Lunedì scorso, durante i colloqui, gli altri ministri hanno proposto al titolare delle Finanze di Atene, Yanis Varoufakis, di firmare un accordo in base al quale “le autorità greche hanno espresso la loro intenzione di richiedere una estensione tecnica di sei mesi dell’attuale programma come passo intermedio. Ma il ministro ha subito respinto la formulazione che imputava ad Atene la responsabilità del nuovo piano di aiuti con i relativi gravosi impegni. “Le autorità greche – diceva un comunicato – hanno indicato che intendono chiudere il programma con successo tenendo conto dei piani del nuovo governo. In questo contesto intendiamo fare il miglior uso della flessibilità esistente nell’attuale programma”.  Non è abbastanza per un esecutivo che ha promesso di aumentare il salario minimo, di garantire la sanità pubblica a chi è sotto la soglia di povertà, di abolire l’attuale tassa sulla proprietà immobiliare e di riassumere i dipendenti pubblici “licenziati illegalmente” dal governo del predecessore di Tsipras, Antonis Samaras. “Il problema della Ue – dice Varoufakis – è che ora c’è un programma fatto dall’Europa e la nostra difficoltà è convincere l’Europa a sostituire un programma che non ha funzionato".

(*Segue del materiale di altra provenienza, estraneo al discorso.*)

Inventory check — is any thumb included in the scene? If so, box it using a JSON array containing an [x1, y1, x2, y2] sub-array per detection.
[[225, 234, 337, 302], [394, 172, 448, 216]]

In realtà, al di là del pessimismo esterno, si intravvedono significativi passi avanti. L’Eurogruppo ha detto di essere pronto ad usare flessibilità, a garantire tempo e soldi al Partenone, a rivedere gli obiettivi di bilancio e a discutere un nuovo programma con la Grecia sostituendo alcune misure chieste dalla Troika con parte dei provvedimenti promessi da Syriza in campagna elettorale. In cambio chiede impegni precisi: mantenere in ordine il bilancio e non fare atti unilaterali senza consultarsi con i creditori. Certo, ci sono temi – specialmente la riforma del lavoro e le privatizzazioni – rispetto ai quali le posizioni sono distanti anni luce. Ma Bruxelles non chiede la luna. Anzi i segnali di fumo inviati dal presidente olandese hanno ricordato ai più smaliziati osservatori del negoziato tra l’Unione Europea ed Atene l’apertura a nove colonne della scorsa settimana di Avgi, il quotidiano di partito della sinistra di Tsipras che diceva: “Moratoria”. “Salveremo la Grecia, anche se lo faremo in zona Cesarini”, ha detto il ministro delle Finanze Varoufakis. E anche a noi non resta che nutrire una speranza simile.